帰宅ラッシュが予想される頃は、ギリギリ間に合いそうですかね?"
「…間に合いません。」
前髪を大きめのクリップで止めて、半端に着替えをしている途中の私は、テレビの中の可愛いお姉さんが隣の天気予報士さんに問いかけた言葉に、ぽろっと反応してしまった。
所謂帰宅ラッシュと言われる時間に帰宅なんてできそうに無い、と徐に出勤用のカバンに傘を投げ入れた。
いつもなら化粧とヘアセットを(適当に)終えて、家を出る時間までもう一度ベッドで横になったりできる限りの最後の抵抗をするのだが。

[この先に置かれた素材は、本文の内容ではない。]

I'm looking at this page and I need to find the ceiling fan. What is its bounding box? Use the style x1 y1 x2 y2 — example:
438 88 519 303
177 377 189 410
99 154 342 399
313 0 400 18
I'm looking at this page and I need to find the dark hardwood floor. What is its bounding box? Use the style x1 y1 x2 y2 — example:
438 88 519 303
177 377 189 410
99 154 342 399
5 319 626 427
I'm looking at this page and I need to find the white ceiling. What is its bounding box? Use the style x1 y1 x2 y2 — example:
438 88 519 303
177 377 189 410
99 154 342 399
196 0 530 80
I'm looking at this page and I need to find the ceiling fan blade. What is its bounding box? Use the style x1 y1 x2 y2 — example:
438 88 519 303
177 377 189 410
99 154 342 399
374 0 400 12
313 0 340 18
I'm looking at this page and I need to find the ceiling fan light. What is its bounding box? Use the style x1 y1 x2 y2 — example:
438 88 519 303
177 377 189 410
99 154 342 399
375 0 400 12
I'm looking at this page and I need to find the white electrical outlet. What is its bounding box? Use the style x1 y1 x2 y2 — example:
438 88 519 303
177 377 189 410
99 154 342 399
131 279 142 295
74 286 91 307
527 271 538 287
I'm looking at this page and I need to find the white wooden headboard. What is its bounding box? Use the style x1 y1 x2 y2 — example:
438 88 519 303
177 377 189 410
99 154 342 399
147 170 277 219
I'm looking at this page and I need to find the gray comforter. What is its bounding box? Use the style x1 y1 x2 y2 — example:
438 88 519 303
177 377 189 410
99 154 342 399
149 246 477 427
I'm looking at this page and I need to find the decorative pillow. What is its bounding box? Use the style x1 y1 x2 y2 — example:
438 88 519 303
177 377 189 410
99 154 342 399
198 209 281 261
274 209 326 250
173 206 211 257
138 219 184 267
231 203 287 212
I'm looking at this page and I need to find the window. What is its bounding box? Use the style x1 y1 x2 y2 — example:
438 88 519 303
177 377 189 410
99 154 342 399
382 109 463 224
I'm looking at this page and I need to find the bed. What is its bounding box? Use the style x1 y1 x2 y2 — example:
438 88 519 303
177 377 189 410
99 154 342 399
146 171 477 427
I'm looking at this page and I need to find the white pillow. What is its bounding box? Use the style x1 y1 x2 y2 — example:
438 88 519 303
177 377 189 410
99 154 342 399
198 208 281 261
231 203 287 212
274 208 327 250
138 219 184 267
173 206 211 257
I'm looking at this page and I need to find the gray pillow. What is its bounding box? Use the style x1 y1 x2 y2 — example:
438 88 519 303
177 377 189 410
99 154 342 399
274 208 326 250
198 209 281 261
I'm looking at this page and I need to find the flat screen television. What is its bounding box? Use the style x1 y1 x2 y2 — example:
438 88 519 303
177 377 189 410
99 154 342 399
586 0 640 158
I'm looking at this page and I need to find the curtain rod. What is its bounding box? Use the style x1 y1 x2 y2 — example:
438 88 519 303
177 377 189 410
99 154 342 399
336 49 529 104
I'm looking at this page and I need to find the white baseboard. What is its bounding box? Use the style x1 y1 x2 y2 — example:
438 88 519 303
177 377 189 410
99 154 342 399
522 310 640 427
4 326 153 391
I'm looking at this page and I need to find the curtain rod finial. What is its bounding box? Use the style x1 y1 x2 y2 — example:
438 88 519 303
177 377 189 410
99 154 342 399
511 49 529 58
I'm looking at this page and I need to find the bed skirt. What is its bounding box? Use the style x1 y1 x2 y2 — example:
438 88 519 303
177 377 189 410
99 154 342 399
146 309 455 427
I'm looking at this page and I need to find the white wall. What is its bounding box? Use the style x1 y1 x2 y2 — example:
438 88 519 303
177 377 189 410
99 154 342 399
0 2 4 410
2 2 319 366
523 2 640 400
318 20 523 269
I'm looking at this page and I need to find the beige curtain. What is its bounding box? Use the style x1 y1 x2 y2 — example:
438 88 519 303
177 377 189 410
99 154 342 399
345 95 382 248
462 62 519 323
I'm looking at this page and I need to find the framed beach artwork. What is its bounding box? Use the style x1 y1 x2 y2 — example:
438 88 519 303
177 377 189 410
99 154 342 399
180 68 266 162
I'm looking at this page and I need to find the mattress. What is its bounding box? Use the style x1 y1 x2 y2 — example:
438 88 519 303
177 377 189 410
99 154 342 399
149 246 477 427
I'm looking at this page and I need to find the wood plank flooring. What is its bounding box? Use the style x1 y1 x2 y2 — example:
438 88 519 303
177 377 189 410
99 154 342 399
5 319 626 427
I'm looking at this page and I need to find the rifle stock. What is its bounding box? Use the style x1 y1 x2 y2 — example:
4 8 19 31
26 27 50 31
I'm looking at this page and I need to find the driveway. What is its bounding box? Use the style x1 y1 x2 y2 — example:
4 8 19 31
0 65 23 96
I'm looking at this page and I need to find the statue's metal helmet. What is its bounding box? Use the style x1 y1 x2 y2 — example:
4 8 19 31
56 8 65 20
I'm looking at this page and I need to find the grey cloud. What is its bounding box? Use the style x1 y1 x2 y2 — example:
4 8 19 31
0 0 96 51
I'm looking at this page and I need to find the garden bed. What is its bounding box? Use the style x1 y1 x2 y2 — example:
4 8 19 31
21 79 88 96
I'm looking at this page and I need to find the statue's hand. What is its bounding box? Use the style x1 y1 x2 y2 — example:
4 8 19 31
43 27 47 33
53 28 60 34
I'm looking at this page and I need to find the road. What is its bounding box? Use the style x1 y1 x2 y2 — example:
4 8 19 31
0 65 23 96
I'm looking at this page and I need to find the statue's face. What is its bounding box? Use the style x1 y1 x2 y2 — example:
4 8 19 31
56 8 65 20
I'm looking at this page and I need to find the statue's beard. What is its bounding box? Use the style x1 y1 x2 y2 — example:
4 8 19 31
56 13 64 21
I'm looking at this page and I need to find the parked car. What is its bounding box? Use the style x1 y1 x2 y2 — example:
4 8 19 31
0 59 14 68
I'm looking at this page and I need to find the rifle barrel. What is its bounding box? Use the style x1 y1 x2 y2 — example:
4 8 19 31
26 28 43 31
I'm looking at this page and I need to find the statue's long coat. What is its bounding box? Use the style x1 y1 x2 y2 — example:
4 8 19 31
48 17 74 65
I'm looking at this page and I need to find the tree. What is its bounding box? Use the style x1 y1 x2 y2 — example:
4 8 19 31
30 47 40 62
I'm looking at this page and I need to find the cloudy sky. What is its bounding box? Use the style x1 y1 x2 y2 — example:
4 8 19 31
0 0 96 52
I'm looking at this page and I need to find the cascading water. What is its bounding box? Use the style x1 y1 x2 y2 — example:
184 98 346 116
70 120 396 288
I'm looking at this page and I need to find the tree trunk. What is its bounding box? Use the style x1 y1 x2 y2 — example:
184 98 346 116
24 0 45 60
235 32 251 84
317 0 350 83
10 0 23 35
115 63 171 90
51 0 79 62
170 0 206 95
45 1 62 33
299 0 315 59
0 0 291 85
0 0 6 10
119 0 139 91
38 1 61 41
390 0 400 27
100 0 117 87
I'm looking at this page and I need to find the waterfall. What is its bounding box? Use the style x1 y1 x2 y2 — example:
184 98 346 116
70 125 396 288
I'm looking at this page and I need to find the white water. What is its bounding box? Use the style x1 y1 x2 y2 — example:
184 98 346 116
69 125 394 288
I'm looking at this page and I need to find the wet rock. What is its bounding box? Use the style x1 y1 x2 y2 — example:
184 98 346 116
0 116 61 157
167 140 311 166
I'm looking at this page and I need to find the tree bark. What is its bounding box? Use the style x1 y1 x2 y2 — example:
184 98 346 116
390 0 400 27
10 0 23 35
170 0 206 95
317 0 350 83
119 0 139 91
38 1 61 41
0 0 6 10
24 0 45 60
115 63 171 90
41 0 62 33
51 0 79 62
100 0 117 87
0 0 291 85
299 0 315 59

今日は6.5畳の、決して広いとはいえない私の生活のほぼ大半を占めている空間のテーブルに置かれた紙袋を見つめていた。
昨日初めて出会った彼との、真夜中のあの時間。
「_____助けてって、言っていいよ?」
急に何を言い出すのって思いながら、私はあの優しい瞳に簡単にその言葉を口にして。
号泣しながら飲んだハーブティーの味も、私の頭を優しく撫でるあの温度も。
夜がつくり出した幻想の世界の出来事のようで、朝を迎えた今でも思い出して不思議な気持ちになる。